With a funded wallet and a little gas, you're ready for the main event. We'll walk through a swap the careful way — the habits here protect you on every trade to come.
Before you click anything
- Verify the URL. Type it yourself or use a saved bookmark — never a swap link from a DM, ad or social post. app.uniswap.org and jup.ag are the official homes; look-alikes exist to steal funds.
- Start small. Your first swap should be a tiny amount; a few dollars proves the whole flow works before you commit more.
The swap, step by step
- Connect your wallet and confirm it's on the right network.
- Pick the tokens — the one you have and the one you want. Verify the destination token's identity; never trust the name alone.
- Enter the amount. The DEX shows the expected output, the rate, the fee and the price impact.
- Approve if prompted (the first time you trade a given token — see the next lesson).
- Review in your wallet. The pop-up shows the real, binding details, including the minimum received after slippage. Read it.
- Sign, then wait a few seconds to a minute for the on-chain confirmation.
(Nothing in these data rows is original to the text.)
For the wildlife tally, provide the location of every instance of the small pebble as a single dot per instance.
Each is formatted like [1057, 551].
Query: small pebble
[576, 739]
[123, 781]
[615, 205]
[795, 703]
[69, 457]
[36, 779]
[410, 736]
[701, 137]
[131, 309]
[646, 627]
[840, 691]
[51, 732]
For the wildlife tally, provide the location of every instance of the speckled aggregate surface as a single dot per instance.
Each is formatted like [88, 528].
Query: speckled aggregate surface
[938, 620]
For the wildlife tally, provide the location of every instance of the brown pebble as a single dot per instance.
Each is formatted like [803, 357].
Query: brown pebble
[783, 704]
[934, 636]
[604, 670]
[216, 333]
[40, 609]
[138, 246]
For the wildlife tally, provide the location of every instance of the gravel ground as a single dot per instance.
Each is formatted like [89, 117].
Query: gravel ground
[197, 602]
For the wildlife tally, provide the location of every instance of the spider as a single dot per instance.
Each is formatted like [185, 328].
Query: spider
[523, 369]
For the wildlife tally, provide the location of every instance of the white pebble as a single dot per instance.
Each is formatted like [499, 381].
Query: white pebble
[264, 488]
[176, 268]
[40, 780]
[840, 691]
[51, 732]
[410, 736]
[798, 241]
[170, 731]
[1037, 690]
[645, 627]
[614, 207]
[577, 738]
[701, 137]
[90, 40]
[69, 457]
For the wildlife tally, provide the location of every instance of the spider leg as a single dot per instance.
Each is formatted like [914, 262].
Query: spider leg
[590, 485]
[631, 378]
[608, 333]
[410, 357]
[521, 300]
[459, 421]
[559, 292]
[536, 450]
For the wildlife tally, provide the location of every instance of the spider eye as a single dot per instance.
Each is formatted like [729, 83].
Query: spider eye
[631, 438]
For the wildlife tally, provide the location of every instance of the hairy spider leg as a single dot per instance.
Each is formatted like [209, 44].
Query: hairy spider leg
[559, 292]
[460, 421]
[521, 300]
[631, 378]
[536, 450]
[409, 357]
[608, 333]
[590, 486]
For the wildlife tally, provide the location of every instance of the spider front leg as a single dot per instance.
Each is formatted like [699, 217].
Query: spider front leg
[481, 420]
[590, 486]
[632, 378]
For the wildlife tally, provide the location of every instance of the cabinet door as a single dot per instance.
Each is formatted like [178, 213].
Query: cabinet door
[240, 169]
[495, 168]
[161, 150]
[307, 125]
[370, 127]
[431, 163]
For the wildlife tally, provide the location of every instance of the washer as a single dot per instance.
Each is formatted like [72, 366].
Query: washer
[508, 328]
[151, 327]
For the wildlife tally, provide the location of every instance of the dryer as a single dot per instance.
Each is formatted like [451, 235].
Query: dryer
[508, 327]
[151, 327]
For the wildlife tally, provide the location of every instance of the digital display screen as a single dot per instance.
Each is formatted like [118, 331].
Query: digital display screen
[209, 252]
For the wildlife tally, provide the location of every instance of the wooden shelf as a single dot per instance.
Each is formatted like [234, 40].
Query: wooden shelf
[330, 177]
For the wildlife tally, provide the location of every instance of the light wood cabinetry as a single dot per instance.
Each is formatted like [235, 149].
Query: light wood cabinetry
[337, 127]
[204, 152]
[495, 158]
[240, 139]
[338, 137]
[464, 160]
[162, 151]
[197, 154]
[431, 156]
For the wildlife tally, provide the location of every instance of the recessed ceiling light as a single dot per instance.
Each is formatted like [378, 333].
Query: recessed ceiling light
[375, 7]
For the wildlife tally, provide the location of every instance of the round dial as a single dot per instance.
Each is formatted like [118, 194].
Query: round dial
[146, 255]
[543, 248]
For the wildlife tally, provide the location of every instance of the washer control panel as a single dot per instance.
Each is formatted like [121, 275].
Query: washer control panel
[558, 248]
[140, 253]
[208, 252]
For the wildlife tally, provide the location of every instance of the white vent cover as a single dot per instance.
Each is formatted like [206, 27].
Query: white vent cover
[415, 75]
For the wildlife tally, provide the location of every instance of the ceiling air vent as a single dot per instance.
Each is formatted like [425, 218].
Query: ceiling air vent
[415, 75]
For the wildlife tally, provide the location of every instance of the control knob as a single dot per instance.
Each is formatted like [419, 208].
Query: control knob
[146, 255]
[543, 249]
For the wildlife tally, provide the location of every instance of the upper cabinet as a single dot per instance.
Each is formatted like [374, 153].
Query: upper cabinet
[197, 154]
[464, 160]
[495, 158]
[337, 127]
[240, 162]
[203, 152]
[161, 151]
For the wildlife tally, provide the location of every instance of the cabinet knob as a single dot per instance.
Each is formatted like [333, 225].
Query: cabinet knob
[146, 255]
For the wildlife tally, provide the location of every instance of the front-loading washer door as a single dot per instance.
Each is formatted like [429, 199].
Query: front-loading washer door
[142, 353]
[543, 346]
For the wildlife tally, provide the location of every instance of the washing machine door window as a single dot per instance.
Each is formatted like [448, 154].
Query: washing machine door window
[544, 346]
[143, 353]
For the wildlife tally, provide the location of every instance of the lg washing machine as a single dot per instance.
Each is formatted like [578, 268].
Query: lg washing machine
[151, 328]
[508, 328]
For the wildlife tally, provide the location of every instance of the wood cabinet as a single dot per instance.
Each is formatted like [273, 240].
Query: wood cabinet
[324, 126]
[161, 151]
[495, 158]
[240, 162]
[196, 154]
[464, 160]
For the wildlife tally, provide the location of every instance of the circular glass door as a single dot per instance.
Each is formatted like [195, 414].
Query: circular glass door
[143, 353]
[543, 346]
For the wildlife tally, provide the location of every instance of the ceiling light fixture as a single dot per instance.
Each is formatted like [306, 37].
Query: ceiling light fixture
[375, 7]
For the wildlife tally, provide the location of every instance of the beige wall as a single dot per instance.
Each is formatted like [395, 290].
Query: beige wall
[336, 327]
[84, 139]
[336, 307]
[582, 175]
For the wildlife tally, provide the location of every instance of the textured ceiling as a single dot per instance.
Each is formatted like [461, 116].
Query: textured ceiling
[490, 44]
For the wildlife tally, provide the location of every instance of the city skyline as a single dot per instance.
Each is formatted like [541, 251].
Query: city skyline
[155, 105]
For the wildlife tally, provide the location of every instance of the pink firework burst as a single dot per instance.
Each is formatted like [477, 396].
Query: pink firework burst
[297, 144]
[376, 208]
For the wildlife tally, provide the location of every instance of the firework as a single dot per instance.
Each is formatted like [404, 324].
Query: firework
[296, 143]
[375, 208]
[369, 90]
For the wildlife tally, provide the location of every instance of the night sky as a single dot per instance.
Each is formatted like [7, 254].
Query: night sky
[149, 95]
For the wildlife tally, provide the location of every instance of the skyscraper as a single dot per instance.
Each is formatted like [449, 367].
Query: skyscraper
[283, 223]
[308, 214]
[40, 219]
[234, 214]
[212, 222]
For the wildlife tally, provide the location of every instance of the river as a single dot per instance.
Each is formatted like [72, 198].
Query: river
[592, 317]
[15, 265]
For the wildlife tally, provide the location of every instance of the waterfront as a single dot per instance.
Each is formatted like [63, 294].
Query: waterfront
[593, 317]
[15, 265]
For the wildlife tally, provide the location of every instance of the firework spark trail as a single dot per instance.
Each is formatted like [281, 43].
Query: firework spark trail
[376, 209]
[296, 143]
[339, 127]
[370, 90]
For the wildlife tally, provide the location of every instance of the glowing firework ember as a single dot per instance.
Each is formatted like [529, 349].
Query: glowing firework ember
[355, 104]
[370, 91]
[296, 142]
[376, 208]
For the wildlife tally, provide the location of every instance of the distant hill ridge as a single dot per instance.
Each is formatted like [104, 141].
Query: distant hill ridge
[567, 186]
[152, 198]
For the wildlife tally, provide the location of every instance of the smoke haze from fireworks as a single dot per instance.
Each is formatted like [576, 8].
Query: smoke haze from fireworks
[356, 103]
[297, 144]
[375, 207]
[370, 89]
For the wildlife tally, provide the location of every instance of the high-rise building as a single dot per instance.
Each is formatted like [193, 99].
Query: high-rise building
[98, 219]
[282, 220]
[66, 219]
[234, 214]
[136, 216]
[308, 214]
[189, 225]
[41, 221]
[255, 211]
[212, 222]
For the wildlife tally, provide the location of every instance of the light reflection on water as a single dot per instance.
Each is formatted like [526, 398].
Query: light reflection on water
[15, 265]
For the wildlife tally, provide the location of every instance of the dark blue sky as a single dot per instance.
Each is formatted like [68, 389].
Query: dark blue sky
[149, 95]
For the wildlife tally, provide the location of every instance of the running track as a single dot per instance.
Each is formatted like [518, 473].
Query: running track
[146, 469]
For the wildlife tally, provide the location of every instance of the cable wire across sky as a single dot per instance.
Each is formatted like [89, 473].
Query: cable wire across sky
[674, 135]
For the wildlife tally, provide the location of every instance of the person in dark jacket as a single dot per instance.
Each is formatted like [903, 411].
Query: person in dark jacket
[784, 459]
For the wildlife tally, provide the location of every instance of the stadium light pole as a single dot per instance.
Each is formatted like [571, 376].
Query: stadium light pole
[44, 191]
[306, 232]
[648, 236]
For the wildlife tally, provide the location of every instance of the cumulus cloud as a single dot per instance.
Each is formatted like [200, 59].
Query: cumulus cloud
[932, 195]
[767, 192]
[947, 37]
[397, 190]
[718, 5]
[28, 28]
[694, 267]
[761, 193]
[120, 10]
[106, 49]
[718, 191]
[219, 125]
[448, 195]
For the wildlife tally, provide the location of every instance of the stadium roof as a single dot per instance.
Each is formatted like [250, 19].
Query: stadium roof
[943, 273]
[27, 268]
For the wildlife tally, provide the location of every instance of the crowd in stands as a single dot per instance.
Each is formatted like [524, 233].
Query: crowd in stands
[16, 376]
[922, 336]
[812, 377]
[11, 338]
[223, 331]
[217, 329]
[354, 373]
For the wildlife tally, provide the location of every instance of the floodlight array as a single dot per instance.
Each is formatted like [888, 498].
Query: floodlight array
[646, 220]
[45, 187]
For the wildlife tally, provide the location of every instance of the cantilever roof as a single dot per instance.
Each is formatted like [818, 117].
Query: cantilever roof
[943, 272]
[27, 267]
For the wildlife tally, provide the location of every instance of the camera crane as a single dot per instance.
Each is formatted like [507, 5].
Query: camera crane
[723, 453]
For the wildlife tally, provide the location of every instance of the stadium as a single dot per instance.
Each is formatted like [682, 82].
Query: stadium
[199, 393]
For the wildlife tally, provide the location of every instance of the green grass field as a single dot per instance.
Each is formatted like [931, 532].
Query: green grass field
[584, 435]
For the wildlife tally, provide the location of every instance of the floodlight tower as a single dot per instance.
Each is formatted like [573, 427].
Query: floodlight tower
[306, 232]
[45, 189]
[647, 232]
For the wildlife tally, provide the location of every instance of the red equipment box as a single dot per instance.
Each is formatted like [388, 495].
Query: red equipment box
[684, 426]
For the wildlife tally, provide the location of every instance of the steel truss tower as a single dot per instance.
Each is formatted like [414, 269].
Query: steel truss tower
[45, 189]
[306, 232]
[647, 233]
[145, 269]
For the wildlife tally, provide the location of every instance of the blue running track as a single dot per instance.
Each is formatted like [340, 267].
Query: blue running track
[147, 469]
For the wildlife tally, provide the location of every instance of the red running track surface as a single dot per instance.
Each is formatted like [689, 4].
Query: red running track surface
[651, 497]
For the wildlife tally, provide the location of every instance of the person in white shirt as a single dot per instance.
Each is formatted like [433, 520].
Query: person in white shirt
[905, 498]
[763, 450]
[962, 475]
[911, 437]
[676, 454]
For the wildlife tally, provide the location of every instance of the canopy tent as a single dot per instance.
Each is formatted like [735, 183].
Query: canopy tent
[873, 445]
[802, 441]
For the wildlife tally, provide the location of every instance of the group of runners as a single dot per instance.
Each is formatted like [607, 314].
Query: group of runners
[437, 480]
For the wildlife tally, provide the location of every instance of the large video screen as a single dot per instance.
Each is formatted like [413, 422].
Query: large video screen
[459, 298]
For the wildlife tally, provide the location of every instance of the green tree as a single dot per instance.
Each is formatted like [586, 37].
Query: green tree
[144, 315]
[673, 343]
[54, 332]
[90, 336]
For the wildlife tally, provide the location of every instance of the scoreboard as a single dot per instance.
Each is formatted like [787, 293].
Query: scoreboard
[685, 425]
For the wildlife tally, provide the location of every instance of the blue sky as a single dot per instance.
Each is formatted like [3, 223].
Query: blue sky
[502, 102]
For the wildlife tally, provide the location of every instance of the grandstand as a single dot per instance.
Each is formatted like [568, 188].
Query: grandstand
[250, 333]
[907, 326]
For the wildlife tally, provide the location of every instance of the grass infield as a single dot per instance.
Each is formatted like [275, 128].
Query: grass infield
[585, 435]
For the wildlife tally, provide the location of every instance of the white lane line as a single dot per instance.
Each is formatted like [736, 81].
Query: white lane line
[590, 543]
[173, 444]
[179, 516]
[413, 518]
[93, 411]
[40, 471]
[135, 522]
Uniswap vs. Jupiter, in practice
On Uniswap (EVM) you'll use MetaMask, pay gas in ETH, and may need a one-time approval per token. On Jupiter (Solana) you'll use Phantom, pay a tiny fee in SOL, and as an aggregator it automatically routes your trade across Solana's pools for the best price. The concepts are identical; only the network details differ.
After it settles
Your new token should appear in your wallet (if not, see Lesson 13). Paste the transaction hash into a block explorer to see exactly what happened. That's the core skill the rest of DeFi builds on.
≡Key terms
Official URL — The genuine site address — reach it via a bookmark, never an ad or DM.
Price impact — How much your trade moves the pool's price, shown before you confirm.
Minimum received — The least you'll accept after slippage; the binding floor of the trade.
Aggregator — A router (like Jupiter) that splits your order across pools for the best price.
!Common mistakes
- Reaching a DEX through a search ad or DM link instead of a bookmark — a classic phishing entry.
- Going all-in on the first trade instead of testing with a tiny amount.
- Rubber-stamping the wallet pop-up without reading the minimum received and token addresses.